I have "fear of man" issues. Just wanted to put that out there.
What is "fear of man," you ask? In his book, When People are Big and God is Small, Ed Welch (who is infinitely smarter and more qualified than I am) puts it this way:
"Fear in the biblical sense . . . extends to holding someone in awe, being controlled or mastered by people, worshiping other people, putting your trust in people, or needing people. The fear of man can be summarized this way: We replace God with people . . . When we are in our teens, it is called 'peer pressure.' When we are older, it is called 'people-pleasing.' Recently, it has been called 'codependency.'
I have a history of "fearing" other people, caring entirely too much about what they think of me. Generally, I either bend over backwards to fit in or declare myself a rebel and do everything differently just because it's different. If I fail at fitting in because I tried not to, then I didn't really fail, now did I? (I also have fear of failure and perfectionism issues, but that's a whole other post.)

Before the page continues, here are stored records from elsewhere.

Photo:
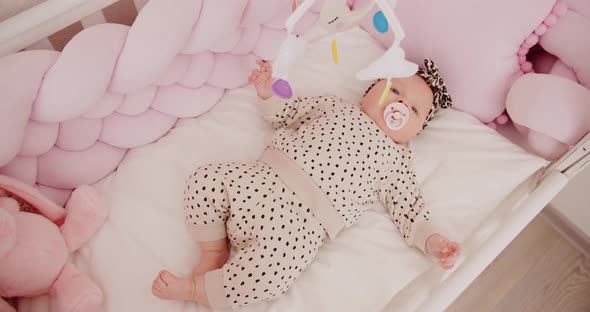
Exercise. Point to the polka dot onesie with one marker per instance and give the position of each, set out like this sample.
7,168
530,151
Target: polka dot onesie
327,164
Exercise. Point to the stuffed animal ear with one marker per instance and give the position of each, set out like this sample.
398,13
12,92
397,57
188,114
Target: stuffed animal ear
31,195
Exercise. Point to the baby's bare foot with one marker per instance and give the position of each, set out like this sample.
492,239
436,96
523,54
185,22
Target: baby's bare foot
170,287
211,260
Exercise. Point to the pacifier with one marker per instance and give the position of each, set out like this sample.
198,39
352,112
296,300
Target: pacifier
396,116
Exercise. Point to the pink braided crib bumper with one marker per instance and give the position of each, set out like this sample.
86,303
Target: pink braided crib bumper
69,118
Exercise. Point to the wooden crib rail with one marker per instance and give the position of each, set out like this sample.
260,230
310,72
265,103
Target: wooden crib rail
572,162
42,20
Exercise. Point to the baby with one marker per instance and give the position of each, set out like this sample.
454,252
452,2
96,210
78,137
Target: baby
329,161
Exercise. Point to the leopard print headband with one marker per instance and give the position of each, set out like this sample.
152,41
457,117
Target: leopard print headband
442,99
430,74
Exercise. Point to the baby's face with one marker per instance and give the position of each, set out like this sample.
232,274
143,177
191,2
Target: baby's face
412,92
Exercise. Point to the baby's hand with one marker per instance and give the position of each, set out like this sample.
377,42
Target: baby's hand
262,79
443,249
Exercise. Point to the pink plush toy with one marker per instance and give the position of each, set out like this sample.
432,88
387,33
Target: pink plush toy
36,239
551,108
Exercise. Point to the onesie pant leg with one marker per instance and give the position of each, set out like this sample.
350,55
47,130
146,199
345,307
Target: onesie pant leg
206,202
276,235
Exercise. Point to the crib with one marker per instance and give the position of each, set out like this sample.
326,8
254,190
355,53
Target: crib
38,26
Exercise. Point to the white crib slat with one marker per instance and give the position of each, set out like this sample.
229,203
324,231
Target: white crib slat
140,4
43,44
43,20
576,159
479,258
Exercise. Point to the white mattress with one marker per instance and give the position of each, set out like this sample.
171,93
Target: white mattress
465,170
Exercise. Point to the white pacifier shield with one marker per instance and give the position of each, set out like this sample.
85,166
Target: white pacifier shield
396,116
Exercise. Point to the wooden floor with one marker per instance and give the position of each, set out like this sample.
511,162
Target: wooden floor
539,271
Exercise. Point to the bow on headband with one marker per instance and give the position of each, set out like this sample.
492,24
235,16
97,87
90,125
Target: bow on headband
442,99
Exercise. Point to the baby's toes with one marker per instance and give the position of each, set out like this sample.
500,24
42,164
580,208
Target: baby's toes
167,277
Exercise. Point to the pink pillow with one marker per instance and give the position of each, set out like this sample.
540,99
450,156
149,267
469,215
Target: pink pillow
474,44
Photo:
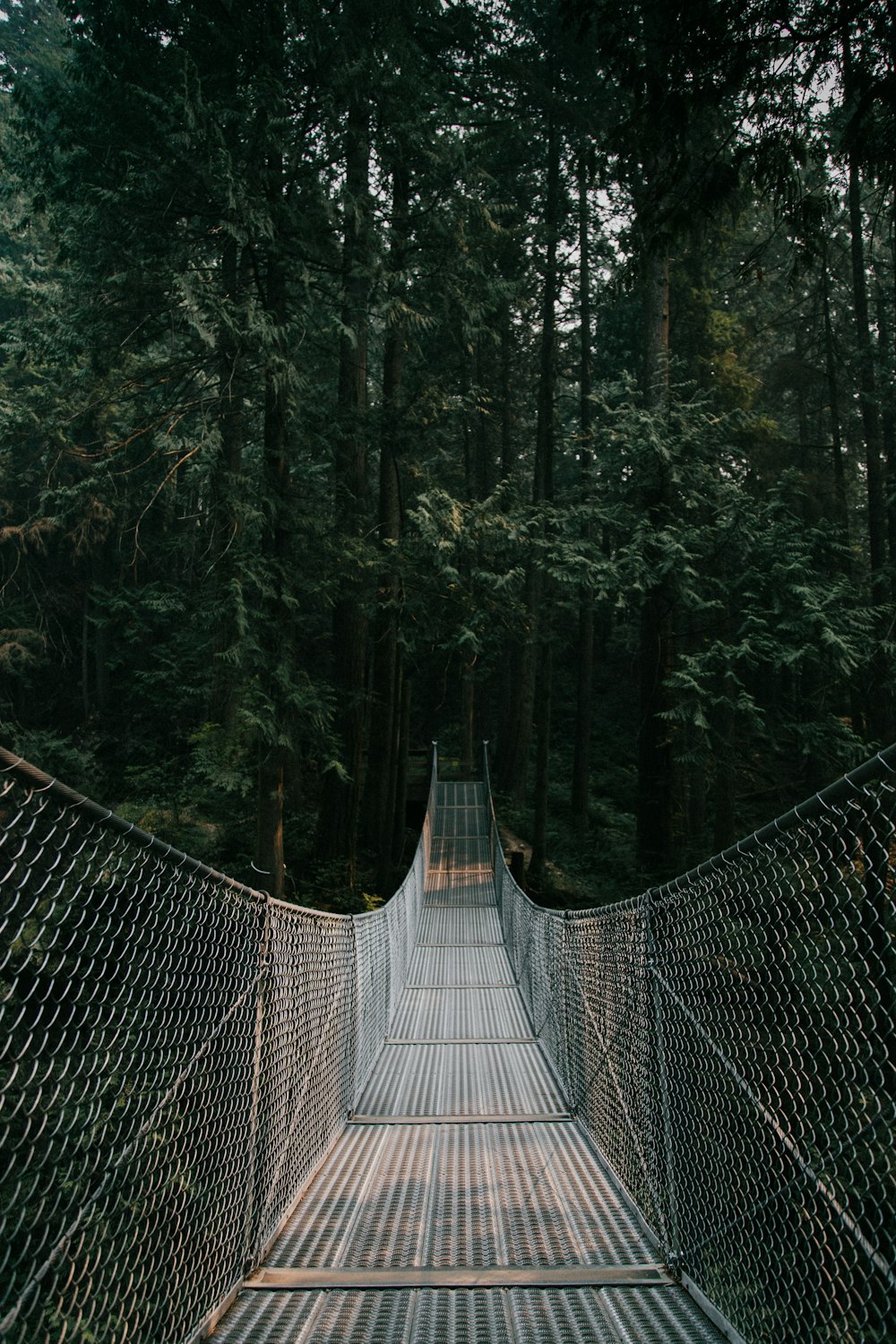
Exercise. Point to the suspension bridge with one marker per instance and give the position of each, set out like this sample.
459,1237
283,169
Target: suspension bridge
461,1117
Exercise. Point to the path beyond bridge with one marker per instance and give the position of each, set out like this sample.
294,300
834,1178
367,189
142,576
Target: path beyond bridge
461,1117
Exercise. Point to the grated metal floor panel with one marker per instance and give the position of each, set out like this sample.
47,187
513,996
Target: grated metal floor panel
461,1203
476,1013
452,926
460,965
462,1078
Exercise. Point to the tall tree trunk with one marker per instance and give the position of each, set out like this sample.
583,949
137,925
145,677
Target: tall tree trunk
339,808
833,406
516,746
543,492
880,707
383,745
656,784
273,752
584,640
226,523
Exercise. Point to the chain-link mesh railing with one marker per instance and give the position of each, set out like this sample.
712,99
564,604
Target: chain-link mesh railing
728,1043
177,1054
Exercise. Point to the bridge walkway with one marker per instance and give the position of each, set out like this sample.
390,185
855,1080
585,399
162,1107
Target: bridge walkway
462,1202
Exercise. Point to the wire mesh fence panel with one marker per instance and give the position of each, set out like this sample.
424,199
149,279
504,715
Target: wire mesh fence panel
126,1039
177,1053
306,1077
728,1043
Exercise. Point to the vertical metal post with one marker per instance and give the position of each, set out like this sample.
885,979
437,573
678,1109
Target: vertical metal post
253,1185
661,1125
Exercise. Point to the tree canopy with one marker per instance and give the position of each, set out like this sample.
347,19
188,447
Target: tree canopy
492,370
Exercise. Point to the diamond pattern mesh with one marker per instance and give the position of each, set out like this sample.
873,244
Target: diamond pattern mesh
177,1055
728,1043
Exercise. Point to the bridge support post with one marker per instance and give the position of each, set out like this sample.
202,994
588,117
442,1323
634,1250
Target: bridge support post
667,1193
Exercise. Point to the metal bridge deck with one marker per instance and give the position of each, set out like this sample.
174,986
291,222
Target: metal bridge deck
462,1203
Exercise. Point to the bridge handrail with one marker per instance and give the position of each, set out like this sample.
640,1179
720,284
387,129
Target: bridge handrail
177,1053
727,1040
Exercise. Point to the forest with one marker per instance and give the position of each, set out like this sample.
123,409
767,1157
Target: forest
458,370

I'm telling you all of this because, at regular intervals since becoming a parent, I've had to turn around and look my fear of man issues in the face. Maybe you've had this experience. They're called well-baby visits, otherwise known as check-ups.
Before every check-up that Lyndon has had, there has been some developmental or health issue that I have researched, freaked out over, worried about, tried to change (ever tried to teach a baby to roll over in 2 days?), and ultimately made myself (and sometimes him) miserable because I'm afraid it will reflect poorly on me as a parent. I'm afraid the doctor will judge me and think me a bad mom.
Lyndon has an appointment on Friday, and this one has been no exception. After comparing Lyndon to all the other babies around us (another sign of fear of man is comparing yourself to others), I have concluded that our child is horribly underweight and will probably be put on a strict regimen of formula supplements as soon as the doctor sees him, that is, if I'm allowed to keep him, seeing as how I'm clearly starving my child.
Nevermind that, according to the WHO growth charts, he is actually a perfectly healthy weight and height given the size of his parents (I'm 5'1" and 100 lbs. soaking wet) and that a significant percentage of the babies we know are actually above the 50th percentile for weight (some waaaay above it). Nevermind that he's obviously happy and healthy: developing perfectly, sleeping well, crawling, learning sign language, giving kisses. Nevermind all this. The doctor clearly exists to pass judgment on my parenting skills, and these appointments are obviously all about me and my skills.
Whoops. Did I say that out loud? See, that's the thing about fear of man. It seems so humble, almost self-deprecating. You think you're terrible and worse than everyone else? Clearly, you need some self-esteem. But, actually, it's a form of pride. All interactions with others are about me . . . either validating me and making me feel better about myself or confirming how terrible I really am. Instead of loving people like Jesus did, I'm using them. What if, instead of worrying about my precious reputation (to a doctor I see once every few months), I concentrated on listening to her advice and asking her good questions? How much more would that benefit her and my son? What if my goal in all of this was to love like Jesus, first my family (Lyndon and Adrian), then others (my doc and her office-mates)? How radical would that be? And how radically different would the week before a check-up look?